Algo mágico tendría esa roca. Porque para llegar a Praga viaje CDMX Londres, luego España y después Praga. En ninguna revisión de seguridad en los arcos de los aeropuertos me preguntaron sobre ella o me la retiraron por considerarlo peligroso. Extraño ahora que lo recuerdo.

Llegue al Neuer Jüdischer Friedhof, cubri mi cabeza por respeto y camine en la tarde nublada. Era invierno y oscurecía temprano.

No puedo describir mi llanto y emoción frente a la lápida cubista de Franz Kafka. Vestía ropa negra de terciopelo, botas altas góticas. Era enero de 2005.

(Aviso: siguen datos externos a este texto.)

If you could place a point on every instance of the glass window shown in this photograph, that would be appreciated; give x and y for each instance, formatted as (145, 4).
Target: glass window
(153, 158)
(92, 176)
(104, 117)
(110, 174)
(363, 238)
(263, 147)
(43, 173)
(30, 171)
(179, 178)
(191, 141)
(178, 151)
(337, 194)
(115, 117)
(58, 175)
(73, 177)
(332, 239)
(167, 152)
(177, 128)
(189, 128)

El viento soplaba y movía mis lagrimas por mi rostro. Ahí estaba finalmente. Saque la piedra de la back pack. La coloque en medio de otras pequeñas piedras que la tradición judía mandata. Era el hombre mas feliz ante una tumba. Miles de historias escritas por él circundaban mi mente en ese momento. La fatalidad de la Ley aristocrática que vivimos, la imposibilidad de escapar de la prisión del sistema encubierto en un concepto falso de palabras griegas démos kratos.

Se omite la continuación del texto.